In any organization – public, private, profit, or nonprofit – people are your most important resource. This is especially important today, in the wake of the unprecedented amount of press being dedicated to the future of artificial intelligence and its potential to replace people. It’s common for businesses to acknowledge the importance of human capital, but it’s less common to see a true, concerted effort to cultivate a culture that breeds collaboration and respect through all levels of the organization.
That’s something that our IT group at Vanguard strives to do, and it’s paying off. In 2017, we were named one of Computerworld’s Top 10 Best Places to Work in IT. Today, our employee engagement is higher than it has ever been, and this is in the midst of tremendous organizational change.
[ See our related story, Top soft skills for IT leaders and how to master them. ]
While these accolades are reassuring and reinforce our commitment to our crew (employees) and our culture, none of it has happened accidentally. At Vanguard, and within our IT department, three elements have been key to our success.
1. Cultivate a culture of caring
Vanguard is a genuinely caring organization, and our IT organization is no different.
Vanguard’s client-owned structure is unique, and it encourages a “client first” philosophy which resonates with our mission-based crew and attracts like-minded individuals from the outside. Like most large organizations, in order to exceed our client’s expectations, we must undergo digital transformations. These transformations require new skills, new technologies, and new, modern facilities to enable success. Our philosophy has been to fill teams with a blend of both new and existing talent. Investing in the growth of our existing crew is paramount to cultivating the culture of our organization. Digital transformations also need to encompass the entire team – end to end. Excluding parts of the organization can lead to an undesirable – we/they – culture, between those who are involved with the transformation and those who are not.
Culture isn’t controlled by the top of the organization. It starts with the team of people you interact with every day. They’re the people you rely on when you need help, and they’re the ones who help even when they don’t have the time.
Finding and rewarding people who care matters. It reinforces which competencies and behaviors are important in an organization. One of our most popular recognition programs is one driven solely by peers. Each quarter, crew submit recognition awards for the peers who go out of their way to help.
2. Deal with speed bumps
Teams can’t always solve every problem on their own. We call these types of problems “speed bumps.” Teams need to have a systematic way to identify these speed bumps, be empowered to tackle them, or recognize when a problem is out of their control.
When a speed bump can’t be resolved by the team, they elevate it to their management team and it becomes our responsibility to solve the problem and report back progress to the team.
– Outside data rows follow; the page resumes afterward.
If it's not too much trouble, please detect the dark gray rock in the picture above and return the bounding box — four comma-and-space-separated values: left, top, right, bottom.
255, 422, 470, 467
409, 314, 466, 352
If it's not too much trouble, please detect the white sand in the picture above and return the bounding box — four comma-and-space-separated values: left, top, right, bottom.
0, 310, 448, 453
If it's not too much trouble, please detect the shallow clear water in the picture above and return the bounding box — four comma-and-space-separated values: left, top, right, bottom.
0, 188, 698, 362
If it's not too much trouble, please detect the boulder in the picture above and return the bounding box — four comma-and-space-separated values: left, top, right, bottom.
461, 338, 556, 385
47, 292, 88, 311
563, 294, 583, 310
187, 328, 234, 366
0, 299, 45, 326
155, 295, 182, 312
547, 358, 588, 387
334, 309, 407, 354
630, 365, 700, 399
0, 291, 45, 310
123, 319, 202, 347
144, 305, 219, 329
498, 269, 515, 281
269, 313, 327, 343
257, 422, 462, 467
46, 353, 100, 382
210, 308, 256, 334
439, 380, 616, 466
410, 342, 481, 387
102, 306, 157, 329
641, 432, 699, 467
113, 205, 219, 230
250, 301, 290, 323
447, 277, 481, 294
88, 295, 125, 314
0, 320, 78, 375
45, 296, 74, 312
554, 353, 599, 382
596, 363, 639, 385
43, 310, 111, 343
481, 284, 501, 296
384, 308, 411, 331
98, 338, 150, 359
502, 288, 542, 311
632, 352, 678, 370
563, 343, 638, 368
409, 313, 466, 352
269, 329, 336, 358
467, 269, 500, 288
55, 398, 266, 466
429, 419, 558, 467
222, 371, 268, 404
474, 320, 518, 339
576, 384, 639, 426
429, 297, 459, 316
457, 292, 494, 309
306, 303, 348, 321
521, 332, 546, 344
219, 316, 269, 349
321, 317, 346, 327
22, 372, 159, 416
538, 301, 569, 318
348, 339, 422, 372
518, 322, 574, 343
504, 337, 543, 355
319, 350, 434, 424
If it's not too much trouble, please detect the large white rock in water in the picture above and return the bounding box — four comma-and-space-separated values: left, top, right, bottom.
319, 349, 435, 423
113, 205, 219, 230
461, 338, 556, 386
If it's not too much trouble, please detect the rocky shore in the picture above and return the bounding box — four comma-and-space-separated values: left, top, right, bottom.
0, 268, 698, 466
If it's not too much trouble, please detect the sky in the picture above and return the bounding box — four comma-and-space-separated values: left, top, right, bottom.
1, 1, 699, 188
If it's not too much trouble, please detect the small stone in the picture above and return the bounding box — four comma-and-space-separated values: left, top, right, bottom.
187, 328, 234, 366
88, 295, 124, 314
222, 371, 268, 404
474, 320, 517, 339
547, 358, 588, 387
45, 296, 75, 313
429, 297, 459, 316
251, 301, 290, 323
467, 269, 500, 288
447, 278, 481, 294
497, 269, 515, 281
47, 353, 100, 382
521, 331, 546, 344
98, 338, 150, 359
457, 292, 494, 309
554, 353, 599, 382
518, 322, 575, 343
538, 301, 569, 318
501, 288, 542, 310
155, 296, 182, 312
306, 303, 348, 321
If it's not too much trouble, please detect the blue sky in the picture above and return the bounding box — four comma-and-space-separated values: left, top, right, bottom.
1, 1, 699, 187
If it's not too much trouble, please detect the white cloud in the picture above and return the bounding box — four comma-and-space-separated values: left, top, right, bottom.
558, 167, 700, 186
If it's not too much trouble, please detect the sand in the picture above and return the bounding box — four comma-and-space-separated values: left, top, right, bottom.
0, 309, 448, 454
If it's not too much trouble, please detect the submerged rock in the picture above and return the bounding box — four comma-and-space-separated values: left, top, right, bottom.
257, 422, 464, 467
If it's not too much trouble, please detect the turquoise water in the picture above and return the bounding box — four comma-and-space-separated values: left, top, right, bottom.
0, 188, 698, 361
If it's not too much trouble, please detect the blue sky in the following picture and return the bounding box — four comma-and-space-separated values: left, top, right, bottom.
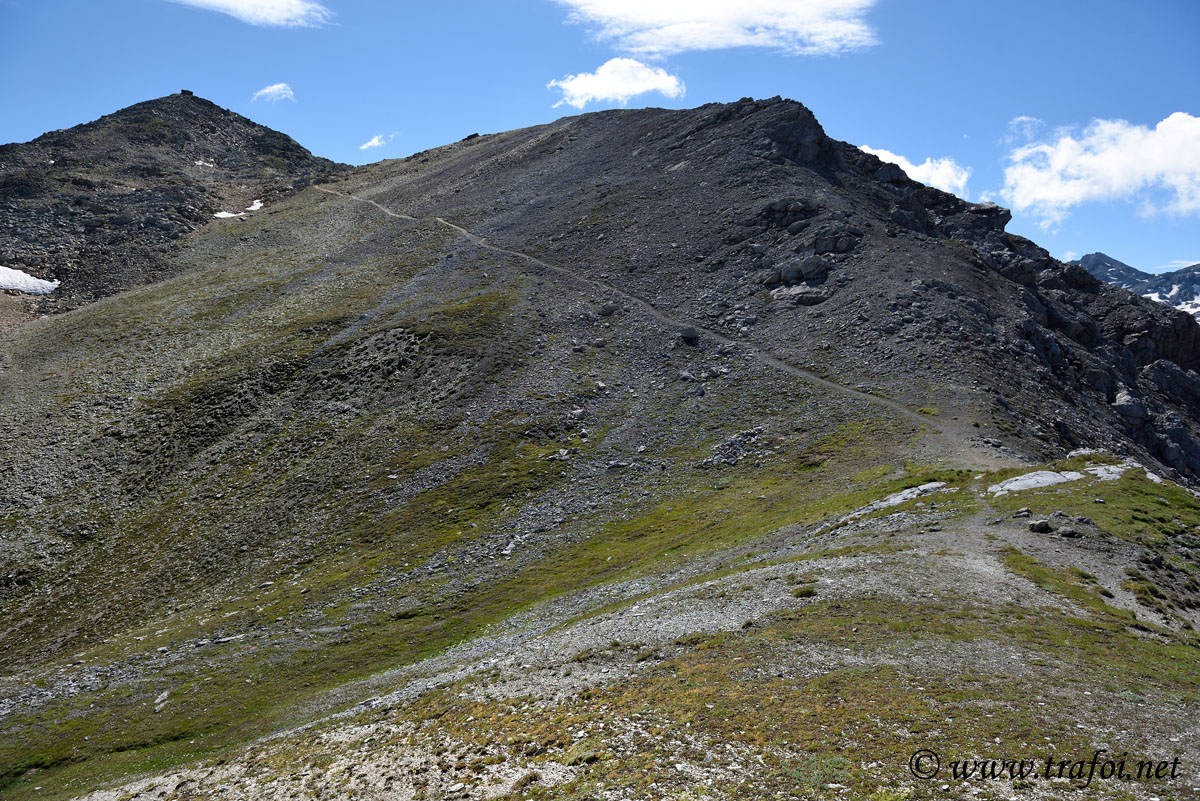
2, 0, 1197, 272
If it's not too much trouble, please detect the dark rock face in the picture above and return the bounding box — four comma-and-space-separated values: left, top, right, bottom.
0, 92, 344, 311
843, 150, 1200, 482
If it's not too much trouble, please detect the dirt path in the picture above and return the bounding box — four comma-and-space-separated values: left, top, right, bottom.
314, 184, 950, 438
316, 186, 418, 221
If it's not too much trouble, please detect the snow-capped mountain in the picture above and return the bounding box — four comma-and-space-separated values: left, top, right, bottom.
1074, 251, 1200, 318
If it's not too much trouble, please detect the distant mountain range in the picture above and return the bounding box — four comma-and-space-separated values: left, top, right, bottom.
1074, 251, 1200, 318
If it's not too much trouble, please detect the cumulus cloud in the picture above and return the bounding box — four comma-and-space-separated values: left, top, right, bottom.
859, 145, 972, 198
252, 82, 295, 102
554, 0, 878, 56
359, 132, 398, 151
548, 57, 684, 109
1000, 112, 1200, 228
166, 0, 330, 26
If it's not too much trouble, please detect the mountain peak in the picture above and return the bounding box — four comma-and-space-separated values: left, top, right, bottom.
1076, 251, 1200, 319
0, 92, 344, 311
1072, 252, 1151, 289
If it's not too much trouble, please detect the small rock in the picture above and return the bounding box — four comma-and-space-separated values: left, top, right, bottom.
680, 326, 700, 346
1029, 519, 1053, 533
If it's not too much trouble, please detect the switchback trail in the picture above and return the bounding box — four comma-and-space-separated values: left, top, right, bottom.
314, 184, 946, 438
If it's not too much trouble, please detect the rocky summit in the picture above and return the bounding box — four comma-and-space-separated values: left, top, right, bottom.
0, 91, 343, 316
2, 95, 1199, 801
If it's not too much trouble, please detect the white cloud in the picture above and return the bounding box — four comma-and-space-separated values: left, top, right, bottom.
999, 112, 1200, 229
1152, 258, 1200, 271
166, 0, 330, 26
554, 0, 878, 56
1005, 115, 1043, 143
252, 82, 295, 102
548, 57, 684, 109
858, 145, 972, 198
359, 135, 386, 150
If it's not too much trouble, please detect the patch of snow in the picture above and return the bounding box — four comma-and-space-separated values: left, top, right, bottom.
213, 211, 245, 219
1177, 298, 1200, 318
0, 265, 60, 295
245, 199, 263, 211
988, 470, 1084, 496
194, 159, 215, 167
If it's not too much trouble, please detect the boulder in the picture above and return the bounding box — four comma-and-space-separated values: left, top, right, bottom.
1112, 389, 1147, 420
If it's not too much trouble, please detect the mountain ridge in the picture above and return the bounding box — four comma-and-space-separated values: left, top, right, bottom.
1074, 250, 1200, 318
2, 94, 1200, 801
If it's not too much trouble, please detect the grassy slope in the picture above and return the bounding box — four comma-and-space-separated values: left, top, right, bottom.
9, 461, 1196, 801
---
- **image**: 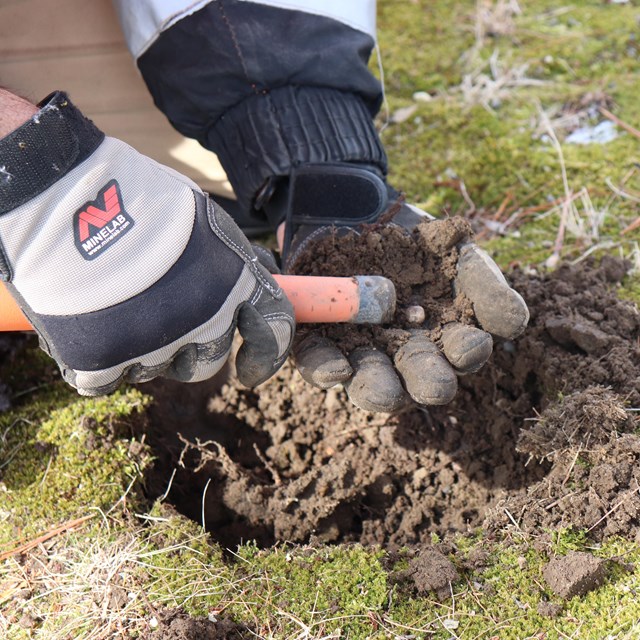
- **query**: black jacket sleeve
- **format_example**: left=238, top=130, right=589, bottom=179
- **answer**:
left=114, top=0, right=387, bottom=225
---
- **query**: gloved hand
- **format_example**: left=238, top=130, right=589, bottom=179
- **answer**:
left=272, top=164, right=528, bottom=413
left=0, top=92, right=294, bottom=396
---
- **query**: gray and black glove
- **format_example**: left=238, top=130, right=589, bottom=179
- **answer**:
left=269, top=163, right=529, bottom=413
left=0, top=92, right=295, bottom=395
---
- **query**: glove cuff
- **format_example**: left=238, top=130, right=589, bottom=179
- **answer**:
left=205, top=86, right=387, bottom=220
left=0, top=91, right=105, bottom=215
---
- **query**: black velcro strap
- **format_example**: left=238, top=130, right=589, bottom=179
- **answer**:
left=288, top=164, right=388, bottom=227
left=280, top=163, right=389, bottom=260
left=0, top=91, right=105, bottom=215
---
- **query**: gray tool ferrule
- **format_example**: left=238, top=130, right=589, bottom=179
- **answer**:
left=353, top=276, right=396, bottom=324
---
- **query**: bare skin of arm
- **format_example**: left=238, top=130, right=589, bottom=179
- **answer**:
left=0, top=89, right=38, bottom=139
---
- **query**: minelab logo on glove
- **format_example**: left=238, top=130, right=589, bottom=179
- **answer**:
left=73, top=180, right=134, bottom=260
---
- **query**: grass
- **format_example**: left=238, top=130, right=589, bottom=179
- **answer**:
left=3, top=1, right=640, bottom=637
left=8, top=494, right=640, bottom=640
left=378, top=0, right=640, bottom=293
left=0, top=346, right=150, bottom=549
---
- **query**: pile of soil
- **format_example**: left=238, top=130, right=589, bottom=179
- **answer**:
left=142, top=220, right=640, bottom=549
left=155, top=609, right=250, bottom=640
left=292, top=217, right=475, bottom=352
left=542, top=552, right=608, bottom=599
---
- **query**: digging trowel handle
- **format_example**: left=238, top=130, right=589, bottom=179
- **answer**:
left=0, top=283, right=28, bottom=332
left=274, top=274, right=395, bottom=324
left=0, top=275, right=396, bottom=331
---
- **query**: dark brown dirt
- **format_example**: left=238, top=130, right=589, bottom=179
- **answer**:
left=537, top=601, right=563, bottom=618
left=407, top=548, right=460, bottom=599
left=542, top=552, right=608, bottom=599
left=154, top=608, right=251, bottom=639
left=0, top=334, right=30, bottom=412
left=142, top=252, right=640, bottom=549
left=292, top=218, right=475, bottom=352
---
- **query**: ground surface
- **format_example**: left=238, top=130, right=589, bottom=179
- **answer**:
left=3, top=1, right=640, bottom=639
left=146, top=256, right=640, bottom=551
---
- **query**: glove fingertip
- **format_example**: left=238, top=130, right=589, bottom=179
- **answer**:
left=344, top=347, right=409, bottom=413
left=474, top=288, right=530, bottom=340
left=235, top=352, right=276, bottom=388
left=293, top=335, right=352, bottom=389
left=395, top=335, right=457, bottom=406
left=236, top=303, right=292, bottom=387
left=456, top=244, right=530, bottom=339
left=235, top=337, right=283, bottom=388
left=441, top=323, right=493, bottom=373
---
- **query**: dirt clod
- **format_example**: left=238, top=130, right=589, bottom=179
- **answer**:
left=542, top=552, right=608, bottom=599
left=409, top=548, right=459, bottom=599
left=155, top=608, right=250, bottom=639
left=537, top=601, right=563, bottom=618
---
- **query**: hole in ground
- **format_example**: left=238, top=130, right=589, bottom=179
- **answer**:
left=138, top=258, right=640, bottom=548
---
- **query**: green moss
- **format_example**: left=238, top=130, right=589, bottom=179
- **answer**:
left=384, top=535, right=640, bottom=640
left=0, top=345, right=151, bottom=550
left=9, top=520, right=640, bottom=639
left=551, top=527, right=589, bottom=555
left=377, top=0, right=476, bottom=96
left=618, top=272, right=640, bottom=305
left=455, top=529, right=484, bottom=553
left=131, top=504, right=229, bottom=617
left=137, top=526, right=640, bottom=640
left=228, top=543, right=388, bottom=637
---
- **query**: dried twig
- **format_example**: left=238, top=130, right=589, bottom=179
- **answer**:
left=599, top=106, right=640, bottom=141
left=537, top=105, right=574, bottom=266
left=622, top=218, right=640, bottom=235
left=253, top=443, right=282, bottom=486
left=605, top=177, right=640, bottom=205
left=0, top=514, right=95, bottom=562
left=433, top=179, right=476, bottom=214
left=537, top=106, right=609, bottom=265
left=493, top=193, right=513, bottom=220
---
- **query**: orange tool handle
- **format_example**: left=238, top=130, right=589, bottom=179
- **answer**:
left=274, top=274, right=360, bottom=323
left=0, top=274, right=395, bottom=330
left=0, top=283, right=29, bottom=332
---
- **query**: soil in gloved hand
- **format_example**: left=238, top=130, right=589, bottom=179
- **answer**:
left=292, top=217, right=476, bottom=355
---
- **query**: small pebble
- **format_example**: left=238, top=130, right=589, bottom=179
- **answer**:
left=406, top=305, right=426, bottom=324
left=502, top=340, right=516, bottom=353
left=413, top=91, right=433, bottom=102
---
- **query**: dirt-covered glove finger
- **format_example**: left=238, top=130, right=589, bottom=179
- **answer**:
left=229, top=230, right=294, bottom=388
left=455, top=243, right=529, bottom=339
left=394, top=333, right=458, bottom=405
left=441, top=323, right=493, bottom=374
left=344, top=347, right=409, bottom=413
left=235, top=299, right=294, bottom=387
left=293, top=334, right=352, bottom=389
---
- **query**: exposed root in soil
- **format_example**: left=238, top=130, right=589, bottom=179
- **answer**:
left=141, top=254, right=640, bottom=549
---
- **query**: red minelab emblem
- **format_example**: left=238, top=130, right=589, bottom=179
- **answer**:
left=73, top=180, right=134, bottom=260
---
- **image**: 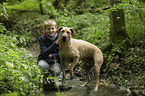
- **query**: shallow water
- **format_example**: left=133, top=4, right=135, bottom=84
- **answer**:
left=43, top=76, right=128, bottom=96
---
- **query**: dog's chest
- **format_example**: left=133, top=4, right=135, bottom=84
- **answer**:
left=60, top=46, right=79, bottom=62
left=61, top=52, right=76, bottom=63
left=61, top=49, right=78, bottom=57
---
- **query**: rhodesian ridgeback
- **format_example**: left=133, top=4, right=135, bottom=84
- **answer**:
left=58, top=27, right=103, bottom=91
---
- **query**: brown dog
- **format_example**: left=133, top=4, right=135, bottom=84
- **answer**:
left=58, top=27, right=103, bottom=91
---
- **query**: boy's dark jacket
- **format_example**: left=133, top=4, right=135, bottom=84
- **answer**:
left=38, top=32, right=60, bottom=64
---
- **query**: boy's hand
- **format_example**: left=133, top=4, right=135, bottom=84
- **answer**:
left=48, top=54, right=51, bottom=58
left=56, top=36, right=62, bottom=45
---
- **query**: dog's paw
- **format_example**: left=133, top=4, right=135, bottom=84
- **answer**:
left=70, top=77, right=74, bottom=80
left=81, top=81, right=88, bottom=86
left=59, top=85, right=73, bottom=91
left=93, top=86, right=99, bottom=91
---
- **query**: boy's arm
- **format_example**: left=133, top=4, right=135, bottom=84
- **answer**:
left=50, top=53, right=59, bottom=59
left=39, top=37, right=58, bottom=58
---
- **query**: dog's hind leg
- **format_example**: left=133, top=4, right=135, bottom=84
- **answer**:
left=94, top=64, right=100, bottom=91
left=81, top=62, right=92, bottom=86
left=93, top=54, right=103, bottom=91
left=94, top=61, right=102, bottom=91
Think of it as another illustration of servant leadership. Here is an example: Being in a highly regulated environment requires our teams to have expedited legal reviews, but it’s impractical to have a lawyer on every team. Working with our Chief Legal Officer, we quickly created a fast-track review process to get legal reviews completed right when we need them. Speed bump solved!
This is all part of a program called “We Care,” which helps to fortify our company culture and boost engagement. It’s about making the management team accessible, and it’s about listening and taking action to solve problems that are slowing us down.
3. Go lean and focus on outcomes
Many of our businesses are embarking on a digital transformation, and part of that transformation has included implementing the lean methodology. This includes creating cross-functional teams that are focused on business outcomes and are empowered to quickly experiment and pivot.
One culture change has been to focus on the role of the management team. For example, how do you encourage leaders to stop asking about time, schedule, and cost, and instead measure the team through outcomes? We want leaders to shift their thinking from, “Are we on time with this project?” to, “How is the team progressing in achieving the stated outcome? Are there speed bumps that the team is struggling to solve on their own?”
When leaders focus on outcomes, this leads to data-driven decision making. In combination with encouraging team experimentation and empowerment, you stop building what you think your client needs, and you start building what your client actually wants.
Recruiting caring team members, eliminating speed bumps, and promoting the lean methodology throughout the organization helped us improve both client-centricity and crew satisfaction. We will continue to strive to be the best place to work for our employees, while transforming our organization, and empowering our crew to continue delivering innovative business solutions.